Questa paura paralizzante di Dio è una delle grandi tragedie umane.
Finché il Padre evoca paura, rimane un estraneo e non può abitare in me. Sebbene io sia entrambi, tanto il figlio minore che quello maggiore, non devo rimanere come loro, ma diventare il Padre.
A lungo mi sono talmente identificato con il figlio più giovane che non mi è nemmeno passato per la mente che potessi essere piuttosto il figlio maggiore.
A quanto apre, tutti, più o meno, partecipiamo a tutte le forme dell’imperfezione umana.
Né l’avidità o la rabbia, né la lussuria o il risentimento, né la frivolezza o la gelosia sono del tutto assenti da ciascuno di noi. La nostra imperfezione umana si può esprimere in molte forme, ma non c’è offesa, crimine o guerra che non abbia il suo seme nel nostro cuore.
Perché prestare tanta attenzione ai figli quando è il padre ad essere al centro e quando è con il padre che mi devo identificare? Perché parlare tanto di essere come figli quando la vera domanda è: Ti interessa essere come il padre?

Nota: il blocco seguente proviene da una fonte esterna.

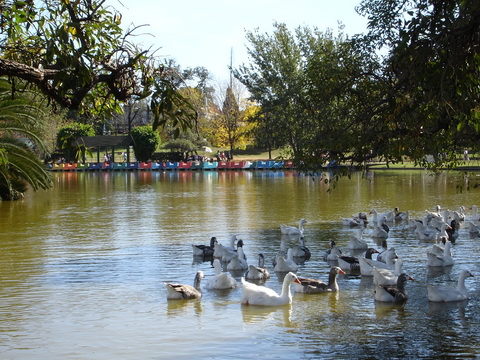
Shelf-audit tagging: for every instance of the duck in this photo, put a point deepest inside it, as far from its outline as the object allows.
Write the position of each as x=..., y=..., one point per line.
x=292, y=230
x=400, y=215
x=452, y=230
x=473, y=230
x=238, y=262
x=205, y=251
x=355, y=221
x=379, y=231
x=356, y=242
x=474, y=217
x=221, y=280
x=301, y=251
x=426, y=232
x=313, y=286
x=178, y=291
x=281, y=252
x=253, y=294
x=367, y=265
x=445, y=259
x=258, y=272
x=333, y=253
x=387, y=276
x=393, y=293
x=286, y=264
x=351, y=263
x=448, y=293
x=221, y=249
x=383, y=255
x=228, y=254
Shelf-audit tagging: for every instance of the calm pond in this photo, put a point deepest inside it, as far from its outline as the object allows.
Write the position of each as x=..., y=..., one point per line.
x=82, y=268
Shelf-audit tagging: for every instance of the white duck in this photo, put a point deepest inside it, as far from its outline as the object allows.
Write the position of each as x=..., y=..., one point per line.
x=205, y=251
x=393, y=293
x=426, y=232
x=253, y=294
x=178, y=291
x=387, y=276
x=258, y=272
x=474, y=217
x=286, y=264
x=447, y=293
x=221, y=280
x=313, y=286
x=351, y=263
x=292, y=230
x=356, y=242
x=473, y=230
x=238, y=262
x=445, y=259
x=367, y=265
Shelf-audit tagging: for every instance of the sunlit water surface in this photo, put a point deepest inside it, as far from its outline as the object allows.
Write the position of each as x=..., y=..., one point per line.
x=82, y=268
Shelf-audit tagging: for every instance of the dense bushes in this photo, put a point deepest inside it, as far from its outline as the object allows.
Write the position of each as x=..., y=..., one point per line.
x=67, y=135
x=145, y=142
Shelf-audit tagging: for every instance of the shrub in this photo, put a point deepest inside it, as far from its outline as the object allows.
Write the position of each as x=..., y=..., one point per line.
x=145, y=142
x=67, y=134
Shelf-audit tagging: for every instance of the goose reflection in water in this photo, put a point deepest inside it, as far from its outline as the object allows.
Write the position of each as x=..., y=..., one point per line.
x=281, y=315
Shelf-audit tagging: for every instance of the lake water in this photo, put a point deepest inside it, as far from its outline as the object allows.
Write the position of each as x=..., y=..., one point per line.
x=82, y=268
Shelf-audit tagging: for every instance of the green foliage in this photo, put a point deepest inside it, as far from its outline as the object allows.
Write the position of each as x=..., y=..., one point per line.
x=77, y=54
x=19, y=164
x=66, y=137
x=145, y=142
x=332, y=98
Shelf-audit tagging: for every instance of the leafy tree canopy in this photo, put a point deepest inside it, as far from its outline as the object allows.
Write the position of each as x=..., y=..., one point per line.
x=76, y=53
x=145, y=142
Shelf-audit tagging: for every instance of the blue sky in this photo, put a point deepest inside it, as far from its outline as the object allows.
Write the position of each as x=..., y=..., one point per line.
x=203, y=33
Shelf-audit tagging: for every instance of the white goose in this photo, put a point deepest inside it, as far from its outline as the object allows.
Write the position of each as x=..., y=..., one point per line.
x=393, y=293
x=356, y=242
x=286, y=264
x=292, y=230
x=313, y=286
x=387, y=276
x=258, y=272
x=178, y=291
x=445, y=259
x=221, y=280
x=473, y=230
x=253, y=294
x=367, y=265
x=448, y=293
x=474, y=217
x=351, y=263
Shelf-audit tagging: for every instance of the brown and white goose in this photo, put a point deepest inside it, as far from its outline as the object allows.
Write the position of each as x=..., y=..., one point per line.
x=393, y=293
x=179, y=291
x=313, y=286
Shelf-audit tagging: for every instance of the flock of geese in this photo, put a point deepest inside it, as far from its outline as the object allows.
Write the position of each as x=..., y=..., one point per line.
x=439, y=227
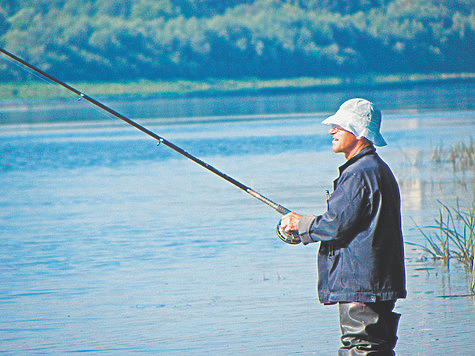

“Siate misericordiosi, come è misericordioso il Padre vostro”
La misericordia di Dio viene descritta da Gesù non solo per mostrarmi quanto Dio sia pronto ad avere compassione di me o a perdonare i miei peccati e offrirmi una vita nuova e la felicità, ma per invitarmi a diventare come lui e a mostrare la stessa compassione agli altri come lui la mostra a me.
Ciò che sono chiamato a realizzare è che, sia come figlio più giovane che come figlio maggiore, sono il figlio del Padre mio misericordioso. Sono un erede. Nessuno lo dice in modo più chiaro di Paolo quando scrive: “Lo Spirito stesso attesta al nostro spirito che siamo figli di Dio. E se siamo figli, siamo anche eredi: eredi di Dio, coeredi di Cristo, se veramente partecipiamo alle sue sofferenze per partecipare anche alla sua gloria”. (Rm 8,16-17)
Ma più importante ancora del contesto della parabola e dell’insegnamento esplicito di Gesù è la persona stessa di Gesù. Gesù è il vero Figlio del Padre. Egli è il modello per noi chiamati a diventare il Padre. In lui dimora la pienezza di Dio. Tutta la sapienza di Dio risiede in lui; tutta la gloria di Dio è in lui; tutta la potenza di Dio appartiene a lui. La sua unità con il Padre è così intima e totale che vedere Gesù è vedere il Padre: “Mostraci il Padre”, gli dice Filippo. Gesù risponde: “Chi ha visto me ha visto il Padre” (Gv 14,9)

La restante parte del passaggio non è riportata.